I also had an idea for feeding. a fine powder sprinkled into the container after misting should make it stick and not so messy.


----------



## Brock (Jun 29, 2007)

Great idea,
I'm not sure exactly what kinda substrate you're gonna keep them on, but I'd suggest improving that design by putting some sphagnum moss in the bottom of each section there, packing it down so it's nice and tight, and then finding some way to secure it down so it doesn't fall out when the container is dumped upside down.

Maybe squeezing some mesh screen down in there, maybe a piece that's too big so it's kinda wedged in there, or shaped like a triangle or something. Maybe when you're making the container, you can put dry sphagnum in and then when the plaster is still wet you can press the screen down so it's kinda glued in there securely.

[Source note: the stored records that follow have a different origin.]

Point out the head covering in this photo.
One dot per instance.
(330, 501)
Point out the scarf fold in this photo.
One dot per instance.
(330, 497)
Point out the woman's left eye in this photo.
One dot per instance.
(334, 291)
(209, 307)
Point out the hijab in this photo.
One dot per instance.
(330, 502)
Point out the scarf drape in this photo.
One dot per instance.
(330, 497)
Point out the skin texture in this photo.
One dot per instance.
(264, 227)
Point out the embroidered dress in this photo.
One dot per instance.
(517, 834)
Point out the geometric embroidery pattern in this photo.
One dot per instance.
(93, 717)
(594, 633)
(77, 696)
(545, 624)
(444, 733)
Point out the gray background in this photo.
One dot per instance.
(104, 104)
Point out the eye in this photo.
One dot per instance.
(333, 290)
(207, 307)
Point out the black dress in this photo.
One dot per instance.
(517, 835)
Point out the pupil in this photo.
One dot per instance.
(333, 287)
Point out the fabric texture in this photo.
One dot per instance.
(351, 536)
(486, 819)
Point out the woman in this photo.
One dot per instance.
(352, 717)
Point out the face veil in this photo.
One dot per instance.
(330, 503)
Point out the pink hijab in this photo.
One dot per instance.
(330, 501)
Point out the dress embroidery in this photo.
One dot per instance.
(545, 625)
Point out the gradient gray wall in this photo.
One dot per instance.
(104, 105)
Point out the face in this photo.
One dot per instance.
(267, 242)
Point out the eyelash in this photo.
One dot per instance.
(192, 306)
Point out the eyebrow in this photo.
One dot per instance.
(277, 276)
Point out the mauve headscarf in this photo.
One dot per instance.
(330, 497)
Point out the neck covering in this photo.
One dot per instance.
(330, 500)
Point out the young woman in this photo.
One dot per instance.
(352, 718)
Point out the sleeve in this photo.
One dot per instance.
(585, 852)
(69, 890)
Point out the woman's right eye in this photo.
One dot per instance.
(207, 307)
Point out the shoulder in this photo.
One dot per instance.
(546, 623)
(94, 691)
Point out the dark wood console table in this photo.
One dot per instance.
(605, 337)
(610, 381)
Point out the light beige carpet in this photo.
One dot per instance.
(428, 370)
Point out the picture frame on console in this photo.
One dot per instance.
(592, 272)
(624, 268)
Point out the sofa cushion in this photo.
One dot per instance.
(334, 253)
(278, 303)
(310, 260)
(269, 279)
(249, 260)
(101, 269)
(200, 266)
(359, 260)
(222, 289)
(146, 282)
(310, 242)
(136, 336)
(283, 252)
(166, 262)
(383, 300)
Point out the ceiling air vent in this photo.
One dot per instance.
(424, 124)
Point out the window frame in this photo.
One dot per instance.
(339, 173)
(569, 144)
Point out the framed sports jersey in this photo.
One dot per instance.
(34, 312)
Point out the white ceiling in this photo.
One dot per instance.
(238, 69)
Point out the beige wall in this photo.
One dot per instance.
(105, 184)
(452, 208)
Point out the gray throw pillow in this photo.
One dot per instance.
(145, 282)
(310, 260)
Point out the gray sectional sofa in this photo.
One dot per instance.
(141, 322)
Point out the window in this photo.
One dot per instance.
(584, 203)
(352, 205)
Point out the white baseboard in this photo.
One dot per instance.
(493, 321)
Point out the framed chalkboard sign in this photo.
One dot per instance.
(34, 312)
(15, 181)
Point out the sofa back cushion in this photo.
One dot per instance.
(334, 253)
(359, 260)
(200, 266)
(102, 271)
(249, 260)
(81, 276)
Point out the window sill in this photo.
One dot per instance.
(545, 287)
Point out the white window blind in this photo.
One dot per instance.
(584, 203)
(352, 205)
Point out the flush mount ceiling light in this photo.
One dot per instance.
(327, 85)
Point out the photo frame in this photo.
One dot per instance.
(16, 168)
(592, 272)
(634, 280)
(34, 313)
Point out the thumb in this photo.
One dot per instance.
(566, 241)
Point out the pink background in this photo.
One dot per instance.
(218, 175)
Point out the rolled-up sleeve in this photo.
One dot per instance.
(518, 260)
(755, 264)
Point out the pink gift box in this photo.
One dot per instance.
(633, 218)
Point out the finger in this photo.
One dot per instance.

Then all ya gotta do is keep the sphagnum wet and feed them something simple like fish flakes, as the flakes will stick to the wet sphagnum and not fall out when it's tipped over.

Hope this idea works out.


----------



## Otis (Apr 16, 2006)

if the only reason you are doing this is to make them easier to feed to the frogs can't you just blow the sprigs in. thats what i do and it gets tons in.


----------



## markbudde (Jan 4, 2008)

> if the only reason you are doing this is to make them easier to feed to the frogs can't you just blow the sprigs in. thats what i do and it gets tons in.


No, the reason I am doing this is that I like to come up with complicated solutions to simple problems. :wink: Also, I would like to be able to dust them and treat them like flies, which are the easiest to work with, IMO. Plus I think I could get more efficient harvests with these and I have some longer term goals which will require the ability to harvest large numbers of clean bugs and quantify them.


----------



## Otis (Apr 16, 2006)

"complicated solutions to simple problems," i see. i guess thats kinda neat, but not really necessary. keep us updated though.


----------



## IN2DEEP (Aug 7, 2007)

Update? This sounds like a great idea. Anyone else give this a try?


----------



## markbudde (Jan 4, 2008)

I added about 15 springs shortly after setting it up and didn't see any offspring for about a week and a half. Now the hotel is teeming with immature springs, so I think if I give it another couple weeks I can harvest them. I think these guys are growing much slower at room temp than at 83F, where I examined their growth curves, so patience will be key. In the future I will seed my hotels with many more springs.


----------



## melissa68 (Feb 16, 2004)

Interesting.

Anyone who has removed wallpaper from REAL plaster walls can tell you, the plaster doesn't fall off the walls when it is wet for short periods of time. Extended exposure to water will cause issues, but it will fall off in chunks. 

All the coated cardboard is being used for is to increase surface area in the culture, not to feed the culture.


----------



## gary1218 (Dec 31, 2005)

Just curious if anybody else has tried this method yet?

Mark, how are the hotels working out? Are you getting a lot better production with the more surface area? There was an article posted on another thread using the plaster/charcoal mix where they got better production staying with just small 4oz containers.

I've got some activated charcoal powder on the way to give this a shot.


----------



## NathalieB (Apr 23, 2007)

I made 5 "plaster" cultures this weekend, so to early to have an opinion yet


----------



## markbudde (Jan 4, 2008)

I would suggest following the instructions in this post. I have been having some problem with mold (I think coming from the cardboard).


----------



## gary1218 (Dec 31, 2005)

markbudde said:


> I would suggest following the instructions in this post.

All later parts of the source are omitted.